CSR rose 5 per cent to 400p on speculation that the Bluetooth chip provider could have won the business to provide Sony’s Playstation 3 with Bluetooth technology. CSR is currently the only company with the enhanced data rate (EDR) technology due to be used in the new version of the games console.

Emblaze, the video streaming company, firmed 5.4 per cent to 167p on talk of a significant deal on Monday.

Scottish Power moved 3 per cent higher to 478p after Merrill Lynch raised its rating on the utility to “buy” from “neutral”.

It was a bad day in the reinsurance sector. Alea Group slumped 18.9 per cent to 150p after the Bermuda-based company said it was considering raising additional capital to prevent AM Best, the US ratings agency, from cutting its financial strength rating.

Benfield Group fell 8.2 per cent to 254p after the reinsurance broker said profits this year would be lower than 2004 amid “unprecedented changes in the insurance industry”. “We remain concerned a full recovery in Benfield’s earnings may be some way off given . . . declining reinsurance and insurance rates,” said Nick Johnson, analyst at Numis.

Amlin led the rest of the reinsurance sector lower, down 3.3 per cent to 174p.
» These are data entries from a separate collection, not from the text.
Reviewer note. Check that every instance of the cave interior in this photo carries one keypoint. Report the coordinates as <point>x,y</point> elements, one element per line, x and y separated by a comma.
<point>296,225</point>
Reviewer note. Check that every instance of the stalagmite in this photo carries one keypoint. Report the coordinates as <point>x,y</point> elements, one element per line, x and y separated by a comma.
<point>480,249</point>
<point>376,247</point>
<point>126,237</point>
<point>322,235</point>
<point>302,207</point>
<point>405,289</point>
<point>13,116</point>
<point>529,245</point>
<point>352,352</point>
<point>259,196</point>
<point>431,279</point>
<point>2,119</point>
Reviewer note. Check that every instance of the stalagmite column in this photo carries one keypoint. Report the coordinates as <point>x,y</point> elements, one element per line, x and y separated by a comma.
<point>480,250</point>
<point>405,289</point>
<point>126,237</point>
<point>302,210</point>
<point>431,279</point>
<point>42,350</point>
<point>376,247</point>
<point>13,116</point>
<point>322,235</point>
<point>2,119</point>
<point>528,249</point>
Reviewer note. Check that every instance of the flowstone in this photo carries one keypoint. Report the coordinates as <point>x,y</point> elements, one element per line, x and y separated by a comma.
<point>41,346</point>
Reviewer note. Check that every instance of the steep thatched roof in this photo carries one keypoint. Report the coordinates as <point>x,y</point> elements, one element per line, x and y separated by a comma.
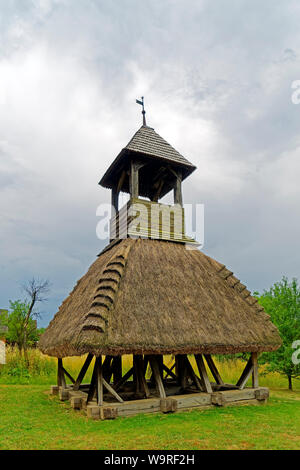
<point>149,296</point>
Hanson rose 2.3 per cent to 522p as analysts at Dresdner Kleinwort Wasserstein highlighted a positive read across for the company from the US cement company Texas Industries which reported strong third quarter results. US cement prices are expected to increase further and Hanson derives almost half of its profits from the US – mainly Texas and California.
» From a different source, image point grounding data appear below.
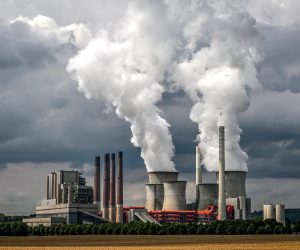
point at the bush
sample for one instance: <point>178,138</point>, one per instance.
<point>220,229</point>
<point>251,229</point>
<point>231,229</point>
<point>261,230</point>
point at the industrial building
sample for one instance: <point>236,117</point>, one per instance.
<point>70,201</point>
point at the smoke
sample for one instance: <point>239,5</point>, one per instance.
<point>124,65</point>
<point>218,72</point>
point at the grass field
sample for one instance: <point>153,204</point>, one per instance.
<point>124,242</point>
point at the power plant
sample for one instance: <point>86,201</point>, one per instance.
<point>70,201</point>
Eurotunnel fell 1.5 per cent to 16.75p following the resignation of the chief executive of the chanel tunnel operator, Jean-Louis Raymond.

GW Pharmaceuticals slumped 26.2 per cent to 70½p after the drug development company lost its appeal against demands by regulators for further data on Sativex, its cannabis-based treatment for multiple sclerosis sufferers. See more on GW Pharma

Julie Simmonds at Nomura said she “continued to believe Sativex had significant potential” but said the cash position of the company had to be clarified. She cut her rating from “buy” to “sell”.

Ms Simmonds also cut her rating on Provalis from “neutral” to “reduce” after the healthcare group warned of a delay in the launch of its flagship product. Shares fell 17.9 per cent to 4p.

First Calgary Petroleums fell 16.6 per cent to 365p as investors grew concerned by comments from the Aim-listed energy exploration group. It warned there was no guarantee that ongoing talks with Spanish oil major Repsol over a joint venture to develop one of First Calgary’s gas fields in Algeria would lead to a deal.

Employee benefit group Vebnet jumped 15.2 per cent to 197½p after signing a deal with life assurer Prudential.

The list of quoted architects rose to two after SMC Group made its debut on Aim. The shares gained 12.8 per cent to 48½p.

Also debuting on Aim yesterday were Renova Energy, a US-based producer of ethanol, up 22.5 per cent to 84½p; Australian power group Novera Energy, 5.2 per cent higher at 61p; and North American Banks Fund, which aims to finance banks, up 6 per cent at 291p.